Going down the trail on that first night, I found myself scanning the ground for tracks. It soon became pretty obvious that I wasn’t the first person to have used the trail. There was plenty of bicycle and sneaker tracks on the pavement, as well as many tracks of what I believe are from a raccoon. I also saw, on the side of the trail, several sets of larger hoofed tracks I guessed came from a deer.
A word here: Sign comes in many different forms. While most people think of a clear footprint in loose ground, other forms of sign can include twigs that have been broken or grass that has been flattened by an animal.
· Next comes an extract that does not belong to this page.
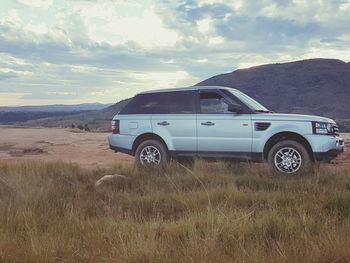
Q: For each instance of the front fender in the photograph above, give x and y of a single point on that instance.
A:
(261, 137)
I followed those tracks along the trail as I hiked. No, I didn’t have any special reason for doing it, other than simply for curiosity. I saw the animal had hopped on and off the trail several times and apparently run into brush along the road that I guessed was its den.
After walking the full 1.3 miles into Ainsworth I turned around and started my trek back. The sun was beginning to drop behind the horizon, as I had started my hike in the late evening to enjoy the cooler temperature. It was right at dusk when I rounded the corner that led down to Thomas Marr Park. Then, right in front of me no more than 10 feet, two deer hopped out of the woods — first a doe, then a fawn. They were almost close enough to touch, although that didn’t seem like a good idea.
Let’s face it; deer are cute and cuddly animals — from a distance. Up close and personal, it is a wild animal — albeit somewhat timid — that will protect its young like any other animal. Deer also like to kick and I’m sure the mother deer can run faster than me.
I crouched down by a tree and did my best to send the non-verbal message that I wasn’t a threat to them. It was really cool sitting there for a few seconds and watching them scan the area. Then, they hopped back into the bush on the other side of the trail. I walked over and tried to watch them leave, but they were already gone. They must have been really hauling.
The moral of this story: It is better to have deer jump out in front of you if you are on foot than if you are in a car. The other moral of the story: a grand opening of the trail is being held this Saturday beginning at 5 p.m. It promises to be fun. I can testify that the trail is awesome and well worth a look. They will also give away free T-shirts, which is plenty of reason for me to attend.